Kalandarov, by contrast, has been able to hire 12 people who would otherwise have been unemployed from his village of Vazir in the arid northwest of the country.

It also plans to ship its first batch of melons for export to neighboring Kazakhstan in late October.

“With COVID-19 and all the unemployment (it has caused), these winter melons are a lifesaver,” he told AFP, noting that he had 50 tons of the harvest to sell out of season.

MELON COUNTRY

According to the Ministry of Agriculture, an average of 700,000 tonnes of melons are grown annually in Uzbekistan on 35,000 hectares of land.

Shohruh Tolibov, a ministry expert, said exports account for less than 10 percent of that total; some of the sweeter varieties do not travel well. But they will more than double this year and have increased fivefold in the last three years.

That growth has been triggered by the agricultural reforms of President Shavkat Mirziyoyev, who broke the monopolistic interests that dominated the export of fruit and vegetables and allowed small farmers the opportunity to determine their own customers.

Kazakhstan, Russia, Kyrgyzstan, Latvia and Ukraine are the main destinations for Uzbek melons, Tolibov told AFP.

Earlier this month, local group Jahon Exim claimed that it had overseen the first exports of Uzbek melons to Britain.

“We hope that Uzbek melons, known for their taste and health benefits, will be appreciated by local consumers,” said the company’s director, Jahongir Giyasov, in comments to local media.

Uzbek melons (1)

A woman and a girl prepare melons to hang and store in an adobe shed in the village of Vazir, in northwestern Uzbekistan, on September 26, 2020 (Photo: AFP / Temur ISMAILOV).

Uzbekistan grows more than 50 types of melons.

Khorezm, a region in the lower reaches of the Amu Darya River that benefits from mild winters, grows at least 12 and they all share one common characteristic: deliciousness.

While other crops fail in this area, “melons grow sweeter in saline lands,” said Kalandarov, whose employees hungrily feasted on some of his produce, slicing through the green-skinned bounty like sticky birthday cakes at the end of a long and warm, autumn day.
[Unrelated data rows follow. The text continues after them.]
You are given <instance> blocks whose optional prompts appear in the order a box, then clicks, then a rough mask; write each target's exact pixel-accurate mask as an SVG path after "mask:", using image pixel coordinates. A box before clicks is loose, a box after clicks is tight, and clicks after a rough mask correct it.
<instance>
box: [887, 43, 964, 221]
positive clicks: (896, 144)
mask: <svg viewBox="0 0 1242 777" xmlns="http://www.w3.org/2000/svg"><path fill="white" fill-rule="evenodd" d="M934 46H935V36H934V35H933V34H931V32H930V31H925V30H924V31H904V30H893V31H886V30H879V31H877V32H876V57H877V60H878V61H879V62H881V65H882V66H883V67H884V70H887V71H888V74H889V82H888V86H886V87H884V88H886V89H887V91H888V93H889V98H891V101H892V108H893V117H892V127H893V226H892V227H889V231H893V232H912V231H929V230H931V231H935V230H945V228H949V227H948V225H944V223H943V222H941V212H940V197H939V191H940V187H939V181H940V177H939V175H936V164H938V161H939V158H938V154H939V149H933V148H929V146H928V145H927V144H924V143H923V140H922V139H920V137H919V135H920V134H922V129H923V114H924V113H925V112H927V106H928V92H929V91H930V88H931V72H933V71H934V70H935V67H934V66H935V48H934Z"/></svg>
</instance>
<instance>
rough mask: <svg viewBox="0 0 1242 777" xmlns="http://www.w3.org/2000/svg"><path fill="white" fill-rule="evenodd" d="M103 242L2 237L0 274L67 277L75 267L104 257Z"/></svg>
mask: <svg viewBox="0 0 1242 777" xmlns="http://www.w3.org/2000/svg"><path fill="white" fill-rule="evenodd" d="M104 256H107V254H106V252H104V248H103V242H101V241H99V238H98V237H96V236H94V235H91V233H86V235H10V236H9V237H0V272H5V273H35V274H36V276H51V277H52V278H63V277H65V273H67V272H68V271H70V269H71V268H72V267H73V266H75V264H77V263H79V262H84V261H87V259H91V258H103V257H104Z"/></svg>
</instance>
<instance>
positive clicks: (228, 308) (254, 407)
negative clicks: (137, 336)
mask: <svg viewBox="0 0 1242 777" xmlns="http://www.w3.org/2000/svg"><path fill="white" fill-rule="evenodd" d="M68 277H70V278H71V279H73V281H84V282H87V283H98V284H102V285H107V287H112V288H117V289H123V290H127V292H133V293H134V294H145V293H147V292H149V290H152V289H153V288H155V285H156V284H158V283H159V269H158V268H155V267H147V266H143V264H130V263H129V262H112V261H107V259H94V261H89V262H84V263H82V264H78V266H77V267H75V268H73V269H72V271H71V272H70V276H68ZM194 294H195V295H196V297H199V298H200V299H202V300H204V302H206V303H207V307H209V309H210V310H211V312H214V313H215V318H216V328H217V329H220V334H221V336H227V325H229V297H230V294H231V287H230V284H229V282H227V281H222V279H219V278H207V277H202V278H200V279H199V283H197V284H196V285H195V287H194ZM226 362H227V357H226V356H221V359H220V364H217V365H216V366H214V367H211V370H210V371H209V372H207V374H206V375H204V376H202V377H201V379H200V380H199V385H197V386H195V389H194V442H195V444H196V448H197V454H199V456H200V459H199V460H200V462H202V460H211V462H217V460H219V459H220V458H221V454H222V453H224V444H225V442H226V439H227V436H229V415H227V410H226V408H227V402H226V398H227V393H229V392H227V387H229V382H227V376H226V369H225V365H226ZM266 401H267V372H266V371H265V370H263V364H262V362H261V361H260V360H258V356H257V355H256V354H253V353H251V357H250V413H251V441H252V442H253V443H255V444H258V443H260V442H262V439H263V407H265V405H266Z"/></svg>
Kalandarov grew up in the melon fields and has been growing his own fruit since he was a teenager.

But he is no longer satisfied with this job alone. Instead, his dream is the same as the declared policy of the national government: to go from selling raw products to products with added value.

“I have a business plan. I want to create new products: melon jam, canned melon, dried melon. There is a great demand for these products in foreign markets,” he told AFP.